Neo-liberal saldırı dalgasının ilerlediği bazı ana hatları vurgulayarak DAÜ
ile ilgili daha net bir tablo çizmeye çalışalım. Neo-liberalizm; deregülasyon
(kuralsızlaştırma), sendikasılaştırma, piyasalaştırma, taşeronlaştırma ve
özelleştirme gibi beş ana kulvardan ilerlemektedir. Bugün DAÜ’de yaşanan
taşeronlaştırmadır. DAİ ve DAK’ta mülkiyet halen kamuda olduğu halde,
uygulamada işletme devri aracılığı ile kamunun her türlü müdahalesinden bir
arındırma işlemi uygulanıyor. DAÜ ve kurumları daha baştan piyasalaşmış olarak
yaşam bulmuştu.

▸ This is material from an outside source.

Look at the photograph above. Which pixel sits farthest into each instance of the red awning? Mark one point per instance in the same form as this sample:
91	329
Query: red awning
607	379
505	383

Birçok faaliyeti de hali hazırda taşeronlara devredilmiş
durumdadır. Bu sebeple de hem özelleştirmeye hem de kapsamlı bir
taşeronlaştırmaya elverişli bir zemine sahiptir. Doğa Koleji karşımıza ana
taşeron olarak çıkıyor. Bu taşeronun kendi alt taşeronlarına kolej ve ilkokulu
parça parça dağıtacağı (güvenlik, temizlik, öğretmenler vs.) kolaylıkla
öngörülebilir. Böylesi bir işverenler puzzle’ı yaratıldıktan sonra da emek
mücadelesinin (sendikal mücadelenin) bölünerek parçalanacağı ve yok edileceği
açıktır. Zaman içinde ana taşeronun mülkiyet hakkını alması ve özelleştirmenin
tamamlanması gündeme gelecektir. Ki bu sadece fiili olarak gerçekleşenin yasal
olarak isimlendirilmesinden ibaret olacaktır. Sendikalı yaşamın bitirildiği,
emekçilerin parçalandığı, kamunun kontrolü dışında bir sermaye cenneti
yaratılacaktır.
Bu çizilen tablo sadece DAÜ için değil, Kıbrıslı Türk halkının elinde kalan
sayılı tüm kurumlar için geçerlidir. Neo-liberal politikalar sadece emek
mücadelesi bakımından değil, Kıbrıslı Türklerin bağımsız bir irade icra
edebilmesi bakımından da olumsuz sonuçlar doğuruyor, doğuracaktır. Bu sebeple
DAÜ’de yaşananlara direnmek çok önemlidir. Sermayenin her çeşidine karşı
(yeşil-laik / yerli-yabancı) emekten yana yani halktan yana bir direniş
örgütlemek, bugün kaybedecek olsak bile gelecek için deneyim biriktirmek en
temel görevimizdir. Bu görev, neo-liberal saldırı altındaki emekçilerle
dayanışma görevi olarak algılanamaz. Bu görev emekçi sınıflar önderliğinde
verilecek bir bağımsızlık mücadelesinin olmazsa olmazıdır.